This update is news? Well, in a way, yes. What's newsworthy is seeing that liberty continues to ring modern despite efforts to diminish and quash the movement. Perhaps you missed the recent hearings in D.C. about the IRS asking "are you now of have you ever been" questions of patriotic groups. That was followed by the irritating news that the NSA has been mining masses of domestic phone and bank metadata. Closer to home, many have been chaffed by this county's being a testing ground for some of the most oppressive regulations in the state - often framed as "more than necessary" and voluntary.
As for the website update, WE were pleased to see that the following short feature remains on the tea party's home page:
What Part of “Infringe” Don’t They Understand?
Whatcom Tea Party (website)
Webster’s dictionary defines infringe: to encroach upon in a way that violates law or the rights of another. The US and Washington State constitutions frequently use the term “infringe” in regards to the actions of government on its citizens — saying it may not.
Infringement burdens and frustrates rights. You know it when you feel it. Making voters take a test or pay a fee would frustrate or burden their right (ability) to vote. Forcing us to pass what we write or say before a political correctness board would burden and frustrate our First Amendment right to free speech. Taxing and regulating legal things or activities to the point that nobody can afford them, such as building permits, French fries, soft drinks, tobacco, or limiting the Second Amendment right to bear arms burdens and frustrates those rights.

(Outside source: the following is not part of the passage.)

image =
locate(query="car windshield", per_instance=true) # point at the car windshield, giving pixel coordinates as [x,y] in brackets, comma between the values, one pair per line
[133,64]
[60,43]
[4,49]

Rights are not something you need, they’re something you have. You have the right to speak truth to power. You have the right to self-preservation, self-defense. You have all the rights you were born with, whether or not someone else thinks you need them at this time, and whether or not you should choose to exercise them. They’re yours at birth: no government can grant them, therefore, no government can rightfully take them away.
The role of government is to protect our rights, using the specific powers that We the People grant to it. Infringement is the exact opposite of government’s rightful role: a major malfunction and gross malpractice.